As informações estão no Informativo Epidemiológico da SES-DF, que analisou 5.240 certidões de óbito em 2014 e 6.397 em 2024. Um dos destaques foi a forte redução de mortes por agressão com arma de fogo: o número caiu de 211 para 62 casos no período, fazendo essa causa despencar do 2º para o 29º lugar no ranking.
Também houve redução nas mortes por diabetes mellitus. Em 2014, foram 166 óbitos (3º lugar). Em 2024, o número caiu para 129 e a doença passou para a 8ª posição. Para a gerente de Vigilância de Doenças e Agravos Não Transmissíveis da SES-DF, Mélquia Lima, esse resultado pode estar ligado ao cuidado oferecido pela rede pública, mas é preciso observar com atenção as doenças que subiram no ranking.
Entre os aumentos, chamam atenção os cânceres. O câncer de mama subiu do 4º lugar em 2014 para o 2º em 2024. O câncer de brônquios e pulmões foi do 6º para o 3º. Já o câncer de intestino (cólon) entrou no top 10, saindo da 19ª para a 10ª posição.

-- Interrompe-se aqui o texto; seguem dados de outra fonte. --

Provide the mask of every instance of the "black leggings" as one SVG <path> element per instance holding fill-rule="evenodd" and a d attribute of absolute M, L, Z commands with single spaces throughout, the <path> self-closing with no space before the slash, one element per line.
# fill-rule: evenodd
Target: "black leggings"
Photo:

O maior salto, porém, foi o da dengue: a doença foi da 146ª posição em 2014 para o 9º lugar em 2024, influenciada pela epidemia registrada no DF entre 2023 e 2024. A SES-DF informou que reforçou o combate com ações de atendimento (como tendas para pacientes) e medidas contra o mosquito, incluindo visitas domiciliares, armadilhas, drones e uso de mosquitos com bactéria para reduzir a transmissão. Segundo a pasta, em 2025 houve queda de 96% nos casos prováveis.

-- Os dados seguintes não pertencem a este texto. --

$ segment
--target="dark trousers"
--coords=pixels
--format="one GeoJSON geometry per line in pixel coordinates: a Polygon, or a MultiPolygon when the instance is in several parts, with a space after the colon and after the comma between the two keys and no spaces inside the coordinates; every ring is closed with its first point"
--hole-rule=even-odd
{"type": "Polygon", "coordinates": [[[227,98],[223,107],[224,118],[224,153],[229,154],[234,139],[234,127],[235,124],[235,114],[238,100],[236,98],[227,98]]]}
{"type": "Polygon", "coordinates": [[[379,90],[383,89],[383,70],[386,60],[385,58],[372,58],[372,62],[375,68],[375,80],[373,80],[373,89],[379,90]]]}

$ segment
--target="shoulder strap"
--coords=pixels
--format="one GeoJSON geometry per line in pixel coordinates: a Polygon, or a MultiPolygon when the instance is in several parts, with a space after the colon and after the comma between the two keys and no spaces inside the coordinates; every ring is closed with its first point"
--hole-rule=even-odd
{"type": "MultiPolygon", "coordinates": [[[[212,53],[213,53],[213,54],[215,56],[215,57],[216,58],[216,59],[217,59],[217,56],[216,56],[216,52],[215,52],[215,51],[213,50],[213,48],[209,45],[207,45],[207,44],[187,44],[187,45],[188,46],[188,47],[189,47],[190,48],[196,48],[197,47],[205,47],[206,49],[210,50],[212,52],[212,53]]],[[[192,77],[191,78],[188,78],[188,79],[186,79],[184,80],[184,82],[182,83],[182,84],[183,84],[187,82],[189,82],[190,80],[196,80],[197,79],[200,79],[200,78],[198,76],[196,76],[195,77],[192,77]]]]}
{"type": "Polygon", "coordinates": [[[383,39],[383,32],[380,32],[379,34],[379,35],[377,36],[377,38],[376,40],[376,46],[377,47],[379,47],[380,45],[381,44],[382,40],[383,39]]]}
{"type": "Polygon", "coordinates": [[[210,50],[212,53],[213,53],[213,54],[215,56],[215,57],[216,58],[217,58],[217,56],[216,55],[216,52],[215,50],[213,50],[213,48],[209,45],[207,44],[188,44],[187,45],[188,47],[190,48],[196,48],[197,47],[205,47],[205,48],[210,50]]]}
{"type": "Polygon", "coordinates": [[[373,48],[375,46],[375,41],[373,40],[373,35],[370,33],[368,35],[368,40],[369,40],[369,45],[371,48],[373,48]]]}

No caso do câncer, a SES-DF destacou o programa “O Câncer não espera. O GDF também não”, criado em 2025, para acelerar consultas e exames. Entre março de 2025 e janeiro de 2026, a fila para consulta em oncologia caiu 52,3% (de 889 para 424 pessoas) e o tempo de espera reduziu de 81 para 25 dias. Na radioterapia, a lista caiu 35,39% (de 630 para 407) e o tempo de espera diminuiu de 87 para 36 dias.

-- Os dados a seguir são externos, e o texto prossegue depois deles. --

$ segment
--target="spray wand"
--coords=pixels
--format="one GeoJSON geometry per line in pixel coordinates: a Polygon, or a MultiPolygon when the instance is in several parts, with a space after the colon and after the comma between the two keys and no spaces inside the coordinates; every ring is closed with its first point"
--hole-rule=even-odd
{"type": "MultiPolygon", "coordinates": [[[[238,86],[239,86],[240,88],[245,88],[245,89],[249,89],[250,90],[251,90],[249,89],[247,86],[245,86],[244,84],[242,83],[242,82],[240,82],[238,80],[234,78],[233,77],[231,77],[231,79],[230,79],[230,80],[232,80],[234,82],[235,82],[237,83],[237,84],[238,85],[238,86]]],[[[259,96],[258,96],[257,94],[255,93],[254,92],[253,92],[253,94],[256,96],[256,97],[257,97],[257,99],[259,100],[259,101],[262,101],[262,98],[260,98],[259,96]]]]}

A SES-DF explica que o recorte de 30 a 69 anos é usado em vários países para analisar as chamadas mortes prematuras, ou seja, óbitos antes da faixa de expectativa de vida da população. O informativo também aponta que o DF tem a maior expectativa de vida do Brasil, com média de 79,7 anos, acima da média nacional (76,6). Entre as mulheres, a expectativa é de 82,9 anos, e entre os homens, 76,3 anos, segundo dados citados do IBGE.
Além de orientar políticas públicas, a secretaria reforça que os números servem como alerta para a população, destacando a importância de hábitos saudáveis, como atividade física, alimentação equilibrada, sono de qualidade, controle do estresse e exames de rotina.